I like frogs – nearly as much as I do cows and a few other animals, insects and bugs.
When I was younger, completely out of character, a friend and I collected a whole lot of little rain frogs and put them into a teacher’s bedroom whilst on a school trip to a game reserve. She wasn’t very happy as they weren’t her favourite creature but for some reason we were forgiven our little misdemenour. Perhaps it was on condition we caught and removed them all before she got back from dinner.
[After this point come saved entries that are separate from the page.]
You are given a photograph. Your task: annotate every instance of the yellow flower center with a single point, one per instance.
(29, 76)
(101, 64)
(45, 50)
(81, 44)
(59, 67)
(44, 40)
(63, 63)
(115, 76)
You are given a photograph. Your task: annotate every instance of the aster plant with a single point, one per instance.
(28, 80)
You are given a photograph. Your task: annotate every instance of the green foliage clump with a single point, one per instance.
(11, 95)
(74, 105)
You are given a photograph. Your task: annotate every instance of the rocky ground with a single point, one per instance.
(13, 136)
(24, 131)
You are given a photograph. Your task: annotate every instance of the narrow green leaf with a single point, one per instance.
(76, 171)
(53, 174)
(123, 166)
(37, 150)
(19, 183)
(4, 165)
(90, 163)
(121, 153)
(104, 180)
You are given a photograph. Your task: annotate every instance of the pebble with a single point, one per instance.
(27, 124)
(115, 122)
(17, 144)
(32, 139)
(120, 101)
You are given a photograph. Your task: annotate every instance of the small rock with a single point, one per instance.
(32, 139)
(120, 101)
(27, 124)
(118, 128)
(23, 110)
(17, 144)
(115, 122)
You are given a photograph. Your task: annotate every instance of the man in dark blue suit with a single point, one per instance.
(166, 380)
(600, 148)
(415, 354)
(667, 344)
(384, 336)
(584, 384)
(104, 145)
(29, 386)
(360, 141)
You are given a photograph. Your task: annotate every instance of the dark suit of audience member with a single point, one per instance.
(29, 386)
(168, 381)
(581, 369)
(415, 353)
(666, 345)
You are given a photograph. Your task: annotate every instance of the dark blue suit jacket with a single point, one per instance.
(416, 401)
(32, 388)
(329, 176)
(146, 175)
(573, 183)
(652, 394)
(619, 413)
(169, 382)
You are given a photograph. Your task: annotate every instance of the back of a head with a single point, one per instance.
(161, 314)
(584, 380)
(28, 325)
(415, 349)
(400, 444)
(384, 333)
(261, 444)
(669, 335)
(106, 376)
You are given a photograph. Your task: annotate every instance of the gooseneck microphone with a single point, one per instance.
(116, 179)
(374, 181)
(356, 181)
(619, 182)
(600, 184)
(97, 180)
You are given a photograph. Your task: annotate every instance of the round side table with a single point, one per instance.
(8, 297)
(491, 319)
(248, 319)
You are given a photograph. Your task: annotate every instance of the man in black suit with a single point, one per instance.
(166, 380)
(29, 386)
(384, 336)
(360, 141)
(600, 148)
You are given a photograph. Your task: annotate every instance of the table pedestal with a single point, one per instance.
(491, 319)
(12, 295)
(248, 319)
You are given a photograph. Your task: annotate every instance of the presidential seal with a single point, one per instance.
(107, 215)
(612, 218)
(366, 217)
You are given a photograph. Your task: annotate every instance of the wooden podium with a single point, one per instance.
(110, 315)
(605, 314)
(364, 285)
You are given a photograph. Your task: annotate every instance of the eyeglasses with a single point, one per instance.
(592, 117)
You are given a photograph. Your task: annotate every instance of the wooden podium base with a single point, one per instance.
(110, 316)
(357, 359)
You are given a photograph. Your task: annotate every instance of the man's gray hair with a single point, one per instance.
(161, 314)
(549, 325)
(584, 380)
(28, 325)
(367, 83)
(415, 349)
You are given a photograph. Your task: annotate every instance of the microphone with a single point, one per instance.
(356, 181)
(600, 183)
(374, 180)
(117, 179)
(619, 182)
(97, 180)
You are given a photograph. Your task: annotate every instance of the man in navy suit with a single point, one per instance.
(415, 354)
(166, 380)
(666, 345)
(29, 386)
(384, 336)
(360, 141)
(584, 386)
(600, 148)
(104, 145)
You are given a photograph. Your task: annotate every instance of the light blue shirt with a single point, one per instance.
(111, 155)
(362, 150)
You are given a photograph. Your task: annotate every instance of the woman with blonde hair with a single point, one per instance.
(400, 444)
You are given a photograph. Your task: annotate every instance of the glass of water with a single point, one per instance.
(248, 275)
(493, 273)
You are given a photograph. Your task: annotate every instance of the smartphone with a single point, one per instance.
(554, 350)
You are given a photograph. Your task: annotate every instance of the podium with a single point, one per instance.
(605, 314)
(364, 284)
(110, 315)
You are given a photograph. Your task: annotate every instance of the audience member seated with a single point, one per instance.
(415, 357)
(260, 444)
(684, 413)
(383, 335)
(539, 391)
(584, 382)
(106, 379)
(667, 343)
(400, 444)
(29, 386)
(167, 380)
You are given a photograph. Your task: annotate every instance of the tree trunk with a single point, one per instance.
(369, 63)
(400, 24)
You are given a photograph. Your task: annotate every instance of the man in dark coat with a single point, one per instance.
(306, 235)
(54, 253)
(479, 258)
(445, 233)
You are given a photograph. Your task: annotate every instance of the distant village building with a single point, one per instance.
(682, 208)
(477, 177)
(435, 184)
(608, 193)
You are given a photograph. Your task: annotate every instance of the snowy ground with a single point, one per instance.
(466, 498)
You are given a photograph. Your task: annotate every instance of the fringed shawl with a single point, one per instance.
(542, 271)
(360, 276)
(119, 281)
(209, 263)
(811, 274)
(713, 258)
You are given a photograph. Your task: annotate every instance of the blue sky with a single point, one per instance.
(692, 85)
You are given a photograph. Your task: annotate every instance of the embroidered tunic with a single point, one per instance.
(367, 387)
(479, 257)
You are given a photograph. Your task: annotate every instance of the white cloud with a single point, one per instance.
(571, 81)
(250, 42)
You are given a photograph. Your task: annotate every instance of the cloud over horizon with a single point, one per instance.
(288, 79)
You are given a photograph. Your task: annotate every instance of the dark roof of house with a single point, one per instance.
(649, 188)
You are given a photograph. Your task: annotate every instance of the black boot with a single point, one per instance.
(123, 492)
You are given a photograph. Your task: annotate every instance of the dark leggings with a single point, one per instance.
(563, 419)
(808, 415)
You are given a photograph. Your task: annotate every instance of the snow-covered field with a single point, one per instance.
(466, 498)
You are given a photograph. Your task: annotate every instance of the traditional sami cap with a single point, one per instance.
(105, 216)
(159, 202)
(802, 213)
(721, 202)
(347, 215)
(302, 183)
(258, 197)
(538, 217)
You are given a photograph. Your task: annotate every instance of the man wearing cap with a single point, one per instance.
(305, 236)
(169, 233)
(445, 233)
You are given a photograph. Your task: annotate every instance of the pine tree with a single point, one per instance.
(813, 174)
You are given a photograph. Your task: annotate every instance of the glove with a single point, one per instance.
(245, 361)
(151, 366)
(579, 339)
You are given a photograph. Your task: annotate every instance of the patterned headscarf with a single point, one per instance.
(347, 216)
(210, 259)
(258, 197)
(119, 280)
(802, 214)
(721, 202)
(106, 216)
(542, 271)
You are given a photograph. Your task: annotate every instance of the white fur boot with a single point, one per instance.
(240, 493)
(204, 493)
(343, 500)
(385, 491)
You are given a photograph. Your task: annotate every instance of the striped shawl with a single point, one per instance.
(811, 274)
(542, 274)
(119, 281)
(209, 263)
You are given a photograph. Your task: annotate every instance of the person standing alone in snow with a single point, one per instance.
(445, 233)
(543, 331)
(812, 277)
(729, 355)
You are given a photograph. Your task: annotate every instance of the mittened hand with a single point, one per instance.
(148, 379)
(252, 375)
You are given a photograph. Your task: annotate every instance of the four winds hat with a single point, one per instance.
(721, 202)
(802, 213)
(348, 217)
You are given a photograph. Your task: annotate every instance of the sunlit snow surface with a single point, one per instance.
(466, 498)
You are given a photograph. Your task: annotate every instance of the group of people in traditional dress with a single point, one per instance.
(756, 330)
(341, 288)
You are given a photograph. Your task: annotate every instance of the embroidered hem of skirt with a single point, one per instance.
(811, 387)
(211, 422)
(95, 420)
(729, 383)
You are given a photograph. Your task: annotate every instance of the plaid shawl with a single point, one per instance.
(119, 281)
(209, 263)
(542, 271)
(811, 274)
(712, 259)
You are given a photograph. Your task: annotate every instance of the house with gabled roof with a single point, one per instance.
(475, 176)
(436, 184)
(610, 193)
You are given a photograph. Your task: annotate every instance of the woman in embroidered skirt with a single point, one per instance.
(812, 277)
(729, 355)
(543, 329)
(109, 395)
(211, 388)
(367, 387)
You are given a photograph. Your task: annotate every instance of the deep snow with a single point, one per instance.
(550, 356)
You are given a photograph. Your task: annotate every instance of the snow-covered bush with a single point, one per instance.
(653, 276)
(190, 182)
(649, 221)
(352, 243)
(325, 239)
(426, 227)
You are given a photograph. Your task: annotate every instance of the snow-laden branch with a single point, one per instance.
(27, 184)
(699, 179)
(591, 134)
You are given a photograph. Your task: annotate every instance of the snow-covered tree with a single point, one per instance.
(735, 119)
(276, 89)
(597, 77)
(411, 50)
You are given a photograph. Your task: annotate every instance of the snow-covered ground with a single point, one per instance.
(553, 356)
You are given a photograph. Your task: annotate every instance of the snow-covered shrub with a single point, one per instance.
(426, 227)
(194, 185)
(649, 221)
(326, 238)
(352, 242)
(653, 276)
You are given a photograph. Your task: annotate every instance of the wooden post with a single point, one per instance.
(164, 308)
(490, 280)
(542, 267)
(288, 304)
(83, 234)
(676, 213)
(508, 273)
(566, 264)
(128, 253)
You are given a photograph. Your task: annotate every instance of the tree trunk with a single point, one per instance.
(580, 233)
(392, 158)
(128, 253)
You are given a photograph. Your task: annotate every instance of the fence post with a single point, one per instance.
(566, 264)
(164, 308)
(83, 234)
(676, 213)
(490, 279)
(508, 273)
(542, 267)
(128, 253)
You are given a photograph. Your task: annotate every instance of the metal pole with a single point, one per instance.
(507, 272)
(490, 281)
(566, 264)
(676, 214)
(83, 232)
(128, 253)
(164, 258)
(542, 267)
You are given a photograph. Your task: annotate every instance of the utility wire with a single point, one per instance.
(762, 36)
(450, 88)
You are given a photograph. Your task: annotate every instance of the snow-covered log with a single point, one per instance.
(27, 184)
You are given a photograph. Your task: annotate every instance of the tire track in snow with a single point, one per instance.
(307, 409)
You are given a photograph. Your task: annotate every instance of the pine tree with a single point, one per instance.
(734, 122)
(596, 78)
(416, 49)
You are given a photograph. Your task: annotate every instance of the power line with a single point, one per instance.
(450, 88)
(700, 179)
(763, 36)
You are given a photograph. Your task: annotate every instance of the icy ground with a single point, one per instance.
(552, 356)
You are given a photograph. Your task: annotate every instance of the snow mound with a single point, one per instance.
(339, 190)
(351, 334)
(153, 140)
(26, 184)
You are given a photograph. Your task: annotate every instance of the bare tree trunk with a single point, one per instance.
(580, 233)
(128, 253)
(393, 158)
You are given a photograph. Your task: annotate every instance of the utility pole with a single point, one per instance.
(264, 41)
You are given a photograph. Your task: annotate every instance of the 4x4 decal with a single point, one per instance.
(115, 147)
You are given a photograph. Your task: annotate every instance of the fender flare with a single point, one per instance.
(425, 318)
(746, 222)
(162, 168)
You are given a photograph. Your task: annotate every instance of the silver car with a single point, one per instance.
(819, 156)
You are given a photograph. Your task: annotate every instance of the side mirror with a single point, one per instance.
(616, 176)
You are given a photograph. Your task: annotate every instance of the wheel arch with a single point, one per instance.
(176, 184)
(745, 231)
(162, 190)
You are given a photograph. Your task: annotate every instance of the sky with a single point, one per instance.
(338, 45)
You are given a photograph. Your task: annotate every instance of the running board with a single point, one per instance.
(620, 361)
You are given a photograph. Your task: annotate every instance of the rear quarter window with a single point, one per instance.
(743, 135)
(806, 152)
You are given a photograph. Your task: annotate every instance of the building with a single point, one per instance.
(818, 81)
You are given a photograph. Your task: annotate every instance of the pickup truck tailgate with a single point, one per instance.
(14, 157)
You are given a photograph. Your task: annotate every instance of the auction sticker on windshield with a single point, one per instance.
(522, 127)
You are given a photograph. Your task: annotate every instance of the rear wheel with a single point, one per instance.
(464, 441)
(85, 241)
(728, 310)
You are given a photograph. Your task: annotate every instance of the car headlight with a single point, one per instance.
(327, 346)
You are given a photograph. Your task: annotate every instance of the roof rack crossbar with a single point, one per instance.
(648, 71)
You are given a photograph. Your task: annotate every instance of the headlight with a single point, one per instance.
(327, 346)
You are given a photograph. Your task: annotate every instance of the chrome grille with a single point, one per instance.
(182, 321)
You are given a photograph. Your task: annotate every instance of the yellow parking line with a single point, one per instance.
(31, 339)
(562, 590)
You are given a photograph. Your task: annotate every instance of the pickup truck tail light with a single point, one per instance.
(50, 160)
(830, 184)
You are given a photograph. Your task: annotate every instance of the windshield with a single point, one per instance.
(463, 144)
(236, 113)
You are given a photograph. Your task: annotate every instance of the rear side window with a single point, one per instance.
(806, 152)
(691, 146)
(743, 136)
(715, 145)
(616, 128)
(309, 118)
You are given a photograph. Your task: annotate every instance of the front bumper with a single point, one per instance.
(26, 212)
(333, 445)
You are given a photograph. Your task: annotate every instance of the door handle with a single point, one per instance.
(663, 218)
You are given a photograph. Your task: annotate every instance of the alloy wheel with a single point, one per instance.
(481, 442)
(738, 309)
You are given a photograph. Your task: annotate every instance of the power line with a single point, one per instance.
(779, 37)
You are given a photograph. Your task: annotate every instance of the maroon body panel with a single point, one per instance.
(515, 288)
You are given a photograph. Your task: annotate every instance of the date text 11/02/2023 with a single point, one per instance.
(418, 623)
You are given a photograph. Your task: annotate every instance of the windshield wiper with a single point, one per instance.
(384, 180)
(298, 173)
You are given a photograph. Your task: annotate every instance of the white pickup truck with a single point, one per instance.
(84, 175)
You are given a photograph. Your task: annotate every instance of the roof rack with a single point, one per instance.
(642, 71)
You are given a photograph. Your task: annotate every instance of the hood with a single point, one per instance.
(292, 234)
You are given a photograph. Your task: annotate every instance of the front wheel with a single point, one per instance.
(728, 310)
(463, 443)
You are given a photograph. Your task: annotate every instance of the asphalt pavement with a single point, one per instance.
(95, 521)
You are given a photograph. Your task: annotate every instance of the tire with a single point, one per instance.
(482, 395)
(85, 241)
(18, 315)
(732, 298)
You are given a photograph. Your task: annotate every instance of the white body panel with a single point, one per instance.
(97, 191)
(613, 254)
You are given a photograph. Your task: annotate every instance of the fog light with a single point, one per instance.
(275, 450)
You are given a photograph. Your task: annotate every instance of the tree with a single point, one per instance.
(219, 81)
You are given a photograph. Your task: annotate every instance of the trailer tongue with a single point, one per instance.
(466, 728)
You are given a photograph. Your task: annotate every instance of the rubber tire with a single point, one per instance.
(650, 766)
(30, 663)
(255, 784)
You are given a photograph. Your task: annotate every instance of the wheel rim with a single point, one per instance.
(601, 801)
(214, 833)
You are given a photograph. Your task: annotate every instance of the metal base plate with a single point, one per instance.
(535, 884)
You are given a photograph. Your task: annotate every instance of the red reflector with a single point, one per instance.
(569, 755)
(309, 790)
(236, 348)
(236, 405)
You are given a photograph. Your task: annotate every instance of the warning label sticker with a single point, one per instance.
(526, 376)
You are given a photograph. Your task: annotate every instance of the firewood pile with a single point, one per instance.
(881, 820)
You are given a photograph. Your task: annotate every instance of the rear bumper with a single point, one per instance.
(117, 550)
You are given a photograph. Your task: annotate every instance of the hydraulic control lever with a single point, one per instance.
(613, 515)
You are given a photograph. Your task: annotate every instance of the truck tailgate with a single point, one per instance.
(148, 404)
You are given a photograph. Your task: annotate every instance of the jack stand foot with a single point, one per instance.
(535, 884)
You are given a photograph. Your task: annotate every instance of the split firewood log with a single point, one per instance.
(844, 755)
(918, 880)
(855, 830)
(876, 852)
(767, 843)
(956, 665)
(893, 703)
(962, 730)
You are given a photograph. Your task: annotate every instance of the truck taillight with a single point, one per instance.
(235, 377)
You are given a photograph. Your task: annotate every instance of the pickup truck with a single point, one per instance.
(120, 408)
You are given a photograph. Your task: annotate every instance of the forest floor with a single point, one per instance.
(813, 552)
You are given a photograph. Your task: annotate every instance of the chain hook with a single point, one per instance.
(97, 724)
What I didn’t realise until recently, though, is that a group of frogs is called an ‘army’. In an obscure way that makes sense: we assume frogs are green which is fitting for the military camouflage colour… Other words for the group include ‘chorus’ and ‘colony’. However, a group of toads, which are not as adorable as frogs but have their own appeal, are called a ‘knot’.
Frogs make perfect characters for children’s books:
Oi Frog! by Kes Gray and Jim Field
Grumpy Frog by Ed Vere
A frog someday by Carol Pugliano-Martin
The Frog Prince by the Brothers Grimm
And closer to home, frogs feature in the adult short story:
Poison Lady by Josie Arden in This and That vol 2
Malcolm Allen’s take on golf, the French are referred to as Frogs.
Oh, and don’t forget toads:
The secret life of toads (a comedy for young actors) – DW Gregory
Frog and Toad together – Arnold Lobel
Day of the Toads – Joann Starr, Lewis Trondheim, Manu Larcenet (not for children)
Toad in the Hole features in Melville Lovatt’s plays/monologues: Accommodation (forthcoming) and Standing Alone
And Emma calls her husband an ‘obnoxious toad’ in Connie’s Lovely Boy (forthcoming), another play.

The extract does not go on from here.